Authors: The Autism News

By Abby Phillip | The Washington Post

The brains of children and adolescents with severe autism react differently to certain audio-visual stimuli than children and adolescents without autism, according to a new study. The findings have the potential to lead to a more objective and accurate diagnostic tools for the disorder.

The study, which was conducted by researchers at Albert Einstein College of Medicine at Yeshiva University, found that a brain wave test shows promising signs of being an accurate biomarker for autism. The results were published in the Journal of Autism and Developmental Disabilities on Monday.

“Ultimately, we’re on the road to developing measures of brain activity that will help to diagnose or recognize autism,” said Sophie Molholm, the study’s co-author and associate professor of pediatrics and neuroscience at Albert Einstein College of Medicine. “A major goal of autism research is to develop these kind so measure so we can diagnose this disorder as quickly as possible.

“As well as trying to say something about what are the strengths and weaknesses of these people, you want to be able to identify them at that stage so that you can begin early intervention.”

The number of U.S. children with autism has surged to 1 in 68, the Centers for Disease Control and Prevention said in March. Just two years ago, the CDC estimated that 1 child in 88 suffered from the disorder.

Currently, children who are diagnosed with autism undergo extensive evaluation by doctors and specialists who are experts at identifying the signs. Autistic symptoms can be present in children as young as 6 months, but particularly at the younger ages, those symptoms can sometimes be hard to distinguish from other conditions.

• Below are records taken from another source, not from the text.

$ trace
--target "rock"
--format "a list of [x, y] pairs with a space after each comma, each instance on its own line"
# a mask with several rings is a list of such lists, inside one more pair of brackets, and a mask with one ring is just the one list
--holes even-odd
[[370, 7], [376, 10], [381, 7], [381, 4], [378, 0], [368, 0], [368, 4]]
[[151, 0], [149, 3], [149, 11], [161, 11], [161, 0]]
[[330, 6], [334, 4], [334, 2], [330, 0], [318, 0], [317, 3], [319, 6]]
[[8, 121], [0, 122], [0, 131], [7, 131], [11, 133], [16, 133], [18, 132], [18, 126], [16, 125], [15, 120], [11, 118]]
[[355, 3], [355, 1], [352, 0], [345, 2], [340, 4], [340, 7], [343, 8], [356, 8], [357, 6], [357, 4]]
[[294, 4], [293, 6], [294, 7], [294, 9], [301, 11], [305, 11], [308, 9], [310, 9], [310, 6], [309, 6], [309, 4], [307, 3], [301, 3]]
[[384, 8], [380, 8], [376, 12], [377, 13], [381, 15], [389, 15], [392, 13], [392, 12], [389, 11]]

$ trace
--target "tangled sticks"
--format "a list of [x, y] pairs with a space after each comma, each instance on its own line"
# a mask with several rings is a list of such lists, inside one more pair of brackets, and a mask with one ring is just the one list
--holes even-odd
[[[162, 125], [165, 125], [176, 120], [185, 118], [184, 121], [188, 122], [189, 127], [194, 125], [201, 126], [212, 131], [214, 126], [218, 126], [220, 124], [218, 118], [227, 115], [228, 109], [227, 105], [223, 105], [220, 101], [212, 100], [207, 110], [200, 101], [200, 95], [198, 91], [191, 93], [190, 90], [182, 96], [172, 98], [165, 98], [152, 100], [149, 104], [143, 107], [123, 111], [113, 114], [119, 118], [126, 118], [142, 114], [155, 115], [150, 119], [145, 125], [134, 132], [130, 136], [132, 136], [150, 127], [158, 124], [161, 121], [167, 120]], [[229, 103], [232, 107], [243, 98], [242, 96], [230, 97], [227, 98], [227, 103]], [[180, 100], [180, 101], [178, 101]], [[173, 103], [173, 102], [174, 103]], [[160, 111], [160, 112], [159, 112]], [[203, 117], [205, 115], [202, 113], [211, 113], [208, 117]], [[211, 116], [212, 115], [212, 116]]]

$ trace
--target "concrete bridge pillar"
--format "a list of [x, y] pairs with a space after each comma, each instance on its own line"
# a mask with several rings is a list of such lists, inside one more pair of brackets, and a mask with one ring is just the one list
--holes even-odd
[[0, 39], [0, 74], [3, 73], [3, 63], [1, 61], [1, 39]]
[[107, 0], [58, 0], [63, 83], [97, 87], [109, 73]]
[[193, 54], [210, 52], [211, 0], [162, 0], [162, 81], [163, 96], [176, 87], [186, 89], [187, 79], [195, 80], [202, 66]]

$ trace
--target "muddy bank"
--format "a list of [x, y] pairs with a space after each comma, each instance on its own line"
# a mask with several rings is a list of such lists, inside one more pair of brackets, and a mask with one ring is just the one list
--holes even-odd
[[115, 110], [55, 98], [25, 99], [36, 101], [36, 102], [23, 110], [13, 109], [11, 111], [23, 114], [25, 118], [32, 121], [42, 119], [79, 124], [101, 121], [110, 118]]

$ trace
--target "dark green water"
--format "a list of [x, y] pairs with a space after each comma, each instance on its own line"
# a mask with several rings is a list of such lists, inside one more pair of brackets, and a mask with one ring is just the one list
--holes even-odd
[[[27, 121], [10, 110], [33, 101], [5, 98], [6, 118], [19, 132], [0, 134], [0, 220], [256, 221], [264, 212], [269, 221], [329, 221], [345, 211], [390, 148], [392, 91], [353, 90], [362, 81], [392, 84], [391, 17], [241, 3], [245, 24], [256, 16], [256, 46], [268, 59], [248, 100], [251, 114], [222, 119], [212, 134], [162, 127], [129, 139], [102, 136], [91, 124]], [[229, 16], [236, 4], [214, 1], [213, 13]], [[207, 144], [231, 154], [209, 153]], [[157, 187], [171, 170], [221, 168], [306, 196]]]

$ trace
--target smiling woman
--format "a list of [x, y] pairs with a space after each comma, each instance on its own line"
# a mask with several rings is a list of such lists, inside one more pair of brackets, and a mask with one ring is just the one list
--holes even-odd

Add to that the fact that symptoms of autism can vary dramatically from patient to patient, and the subjective nature of the diagnostic tools currently available to clinicians leave plenty room for error.

The current “gold standard” of autism diagnostics for researchers includes collecting an extensive developmental history from parents, as well sessions with a doctor who can directly observe the child’s actions. They look for things like repetitive behavior, having a restricted interest in a single topic or subject, as well as impaired social communication.